|
Perl Differences
The differences described here are with respect to Perl 5.005.
-
By default, a whitespace character is any character that
the C library function isspace() recognizes, though it is
possible to compile PCRE with alternative character type
tables. Normally isspace() matches space, formfeed, newline,
carriage return, horizontal tab, and vertical tab. Perl 5 no
longer includes vertical tab in its set of whitespace characters.
The \v escape that was in the Perl documentation for
a long time was never in fact recognized. However, the character
itself was treated as whitespace at least up to 5.002.

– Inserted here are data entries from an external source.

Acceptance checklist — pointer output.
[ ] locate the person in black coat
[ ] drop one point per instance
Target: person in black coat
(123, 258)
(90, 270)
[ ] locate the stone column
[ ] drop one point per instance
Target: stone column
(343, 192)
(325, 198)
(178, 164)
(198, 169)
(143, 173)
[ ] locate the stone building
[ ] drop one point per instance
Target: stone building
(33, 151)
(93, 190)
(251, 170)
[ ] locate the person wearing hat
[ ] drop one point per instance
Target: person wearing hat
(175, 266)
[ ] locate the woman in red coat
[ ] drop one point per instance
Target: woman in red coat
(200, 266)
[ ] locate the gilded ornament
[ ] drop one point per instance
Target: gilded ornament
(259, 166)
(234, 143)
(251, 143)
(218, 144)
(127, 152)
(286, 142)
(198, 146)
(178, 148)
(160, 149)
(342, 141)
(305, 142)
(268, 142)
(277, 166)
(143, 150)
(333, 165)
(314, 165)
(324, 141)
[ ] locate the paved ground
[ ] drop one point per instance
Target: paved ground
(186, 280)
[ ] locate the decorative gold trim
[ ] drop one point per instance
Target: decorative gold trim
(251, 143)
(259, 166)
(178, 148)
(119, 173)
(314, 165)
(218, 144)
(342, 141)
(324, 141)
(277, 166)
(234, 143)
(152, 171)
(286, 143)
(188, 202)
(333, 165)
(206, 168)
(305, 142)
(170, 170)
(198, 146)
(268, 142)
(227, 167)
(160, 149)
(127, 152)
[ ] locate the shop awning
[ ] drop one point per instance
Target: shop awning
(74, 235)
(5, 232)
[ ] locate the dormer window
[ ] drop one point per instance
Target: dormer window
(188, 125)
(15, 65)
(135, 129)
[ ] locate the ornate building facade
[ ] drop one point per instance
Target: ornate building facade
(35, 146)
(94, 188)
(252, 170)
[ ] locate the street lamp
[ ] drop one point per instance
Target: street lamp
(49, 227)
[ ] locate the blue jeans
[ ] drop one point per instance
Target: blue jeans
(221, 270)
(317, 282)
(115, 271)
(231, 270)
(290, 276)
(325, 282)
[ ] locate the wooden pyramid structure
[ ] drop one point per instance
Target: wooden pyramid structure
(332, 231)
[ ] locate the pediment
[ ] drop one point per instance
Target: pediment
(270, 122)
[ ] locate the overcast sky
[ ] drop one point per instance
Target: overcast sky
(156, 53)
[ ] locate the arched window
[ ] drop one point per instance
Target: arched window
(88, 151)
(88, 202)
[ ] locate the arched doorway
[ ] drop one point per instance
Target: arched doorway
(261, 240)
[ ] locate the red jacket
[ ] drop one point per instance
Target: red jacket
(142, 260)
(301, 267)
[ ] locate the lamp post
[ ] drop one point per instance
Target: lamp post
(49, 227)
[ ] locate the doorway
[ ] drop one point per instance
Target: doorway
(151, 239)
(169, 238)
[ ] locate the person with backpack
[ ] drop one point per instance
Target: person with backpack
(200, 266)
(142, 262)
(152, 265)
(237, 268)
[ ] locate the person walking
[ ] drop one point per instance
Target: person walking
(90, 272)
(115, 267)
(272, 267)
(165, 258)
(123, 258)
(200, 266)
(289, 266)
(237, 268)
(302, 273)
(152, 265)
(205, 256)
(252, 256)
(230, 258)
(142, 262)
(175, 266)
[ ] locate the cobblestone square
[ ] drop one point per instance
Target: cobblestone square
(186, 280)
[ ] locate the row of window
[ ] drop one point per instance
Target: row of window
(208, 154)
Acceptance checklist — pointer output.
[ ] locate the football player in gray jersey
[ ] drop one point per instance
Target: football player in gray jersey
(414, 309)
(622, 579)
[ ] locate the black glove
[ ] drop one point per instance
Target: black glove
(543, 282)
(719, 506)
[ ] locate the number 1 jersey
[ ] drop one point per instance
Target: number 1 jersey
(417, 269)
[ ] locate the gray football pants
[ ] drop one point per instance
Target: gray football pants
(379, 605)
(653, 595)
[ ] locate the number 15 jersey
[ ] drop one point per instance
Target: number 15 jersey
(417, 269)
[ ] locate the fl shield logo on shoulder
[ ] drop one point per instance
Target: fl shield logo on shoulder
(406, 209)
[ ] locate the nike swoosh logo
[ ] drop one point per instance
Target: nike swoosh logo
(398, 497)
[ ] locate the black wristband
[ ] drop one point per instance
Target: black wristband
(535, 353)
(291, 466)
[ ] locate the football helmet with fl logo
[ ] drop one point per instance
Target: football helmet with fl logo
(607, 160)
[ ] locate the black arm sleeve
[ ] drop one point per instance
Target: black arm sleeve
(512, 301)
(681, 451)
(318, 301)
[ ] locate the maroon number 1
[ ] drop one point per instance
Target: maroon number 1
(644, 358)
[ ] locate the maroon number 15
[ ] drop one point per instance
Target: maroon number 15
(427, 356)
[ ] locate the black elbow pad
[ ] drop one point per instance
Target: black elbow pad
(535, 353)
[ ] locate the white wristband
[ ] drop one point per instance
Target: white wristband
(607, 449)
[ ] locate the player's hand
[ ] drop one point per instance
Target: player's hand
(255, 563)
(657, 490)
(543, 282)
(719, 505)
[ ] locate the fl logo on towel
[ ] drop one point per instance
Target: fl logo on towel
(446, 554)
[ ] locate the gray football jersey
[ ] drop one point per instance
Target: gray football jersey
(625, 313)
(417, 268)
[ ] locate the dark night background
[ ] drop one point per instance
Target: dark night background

In 5.004 and 5.005 it does not match \s.
-
PCRE does not allow repeat quantifiers on lookahead
assertions. Perl permits them, but they do not mean what you
might think. For example, (?!a){3} does not assert that the
next three characters are not "a". It just asserts that the
next character is not "a" three times.
-
Capturing subpatterns that occur inside negative
lookahead assertions are counted, but their entries in the
offsets vector are never set. Perl sets its numerical
variables from any such patterns that are matched before the
assertion fails to match something (thereby succeeding), but
only if the negative lookahead assertion contains just one
branch.
-
Though binary zero characters are supported in the subject string,
they are not allowed in a pattern string because it is passed as a
normal C string, terminated by zero. The escape sequence "\x00" can
be used in the pattern to represent a binary zero.
-
The following Perl escape sequences are not supported:
\l, \u, \L, \U. In fact these are implemented by
Perl's general string-handling and are not part of its
pattern matching engine.
-
The Perl \G assertion is not supported as it is not
relevant to single pattern matches.
-
Fairly obviously, PCRE does not support the (?{code}) and (??{code})
construction. However, there is support for recursive patterns.
-
There are at the time of writing some oddities in Perl
5.005_02 concerned with the settings of captured strings
when part of a pattern is repeated. For example, matching
"aba" against the pattern /^(a(b)?)+$/ sets $2 to the value
"b", but matching "aabbaa" against /^(aa(bb)?)+$/ leaves $2
unset. However, if the pattern is changed to
/^(aa(b(b))?)+$/ then $2 (and $3) get set.
In Perl 5.004 $2 is set in both cases, and that is also
true
of PCRE. If in the future Perl changes to a consistent state
that is different, PCRE may change to follow.
-
Another as yet unresolved discrepancy is that in Perl
5.005_02 the pattern /^(a)?(?(1)a|b)+$/ matches the string
"a", whereas in PCRE it does not. However, in both Perl and
PCRE /^(a)?a/ matched against "a" leaves $1 unset.
-
PCRE provides some extensions to the Perl regular
expression facilities:
-
Although lookbehind assertions must match fixed length
strings, each alternative branch of a lookbehind assertion
can match a different length of string. Perl 5.005 requires
them all to have the same length.
-
If PCRE_DOLLAR_ENDONLY
is set and PCRE_MULTILINE is
not set, the $ meta-character matches only at the very end of the
string.
-
If PCRE_EXTRA is
set, a backslash followed by a letter with no special meaning is
faulted.
-
If PCRE_UNGREEDY is
set, the greediness of the repetition quantifiers is inverted,
that is, by default they are not greedy, but if followed by a
question mark they are.
|